### Reverse adv masking test

I found a really weird result (end of previous notebook) that showed that the model can identify out 20% of people even when every non-stopword is masked out. So like 80% or more of the words are masked sometimes. Yet the adversarial examples at `k=1` mask out only 10% of words, and it seems to be the same words! 

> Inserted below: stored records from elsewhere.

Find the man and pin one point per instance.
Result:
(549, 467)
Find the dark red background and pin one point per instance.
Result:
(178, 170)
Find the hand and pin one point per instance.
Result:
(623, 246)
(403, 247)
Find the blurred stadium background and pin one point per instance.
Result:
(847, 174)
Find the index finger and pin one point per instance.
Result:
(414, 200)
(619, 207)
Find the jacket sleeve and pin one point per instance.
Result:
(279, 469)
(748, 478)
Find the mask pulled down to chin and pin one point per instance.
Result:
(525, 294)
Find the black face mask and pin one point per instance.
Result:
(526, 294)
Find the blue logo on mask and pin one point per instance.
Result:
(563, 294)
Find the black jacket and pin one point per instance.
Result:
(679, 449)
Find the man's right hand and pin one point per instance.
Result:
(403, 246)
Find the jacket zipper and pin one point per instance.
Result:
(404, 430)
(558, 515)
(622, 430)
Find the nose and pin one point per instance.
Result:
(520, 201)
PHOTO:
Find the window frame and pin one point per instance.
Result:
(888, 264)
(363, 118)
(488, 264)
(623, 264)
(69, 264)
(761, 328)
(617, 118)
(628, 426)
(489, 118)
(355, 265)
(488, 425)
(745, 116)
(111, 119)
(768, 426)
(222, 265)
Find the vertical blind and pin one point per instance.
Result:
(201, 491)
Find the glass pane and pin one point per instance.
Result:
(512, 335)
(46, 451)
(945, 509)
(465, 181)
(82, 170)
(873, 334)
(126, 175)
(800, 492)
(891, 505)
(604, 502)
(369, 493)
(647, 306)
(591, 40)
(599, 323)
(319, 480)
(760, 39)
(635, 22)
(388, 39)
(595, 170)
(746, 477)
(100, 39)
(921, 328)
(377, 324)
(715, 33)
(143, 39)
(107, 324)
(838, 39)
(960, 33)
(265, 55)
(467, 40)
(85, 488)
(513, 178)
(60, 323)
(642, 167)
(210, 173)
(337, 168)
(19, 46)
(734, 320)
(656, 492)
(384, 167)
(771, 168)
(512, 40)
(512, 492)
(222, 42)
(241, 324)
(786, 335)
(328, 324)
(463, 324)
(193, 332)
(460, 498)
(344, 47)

What I'm wondering is if I can take the adversarial examples, then mask *more* words, but flip the prediction from incorrect to correct.

In [1]:
import sys
sys.path.append('/home/jxm3/research/deidentification/unsupervised-deidentification')

In [2]:
from dataloader import WikipediaDataModule
import os

num_cpus = os.cpu_count()

dm = WikipediaDataModule(
    document_model_name_or_path="roberta-base",
    profile_model_name_or_path="google/tapas-base",
    max_seq_length=128,
    dataset_name='wiki_bio',
    dataset_train_split='train[:1024]', # not used in this notebook
    dataset_val_split='val[:20%]',
    dataset_version='1.2.0',
    word_dropout_ratio=0.0,
    word_dropout_perc=0.0,
    num_workers=1,
    train_batch_size=64,
    eval_batch_size=64
)
dm.setup("fit")

Initializing WikipediaDataModule with num_workers = 1 and mask token `<mask>`
loading wiki_bio[1.2.0] split train[:1024]


Using custom data configuration default
Reusing dataset wiki_bio (/home/jxm3/.cache/huggingface/datasets/wiki_bio/default/1.2.0/c05ce066e9026831cd7535968a311fc80f074b58868cfdffccbc811dff2ab6da)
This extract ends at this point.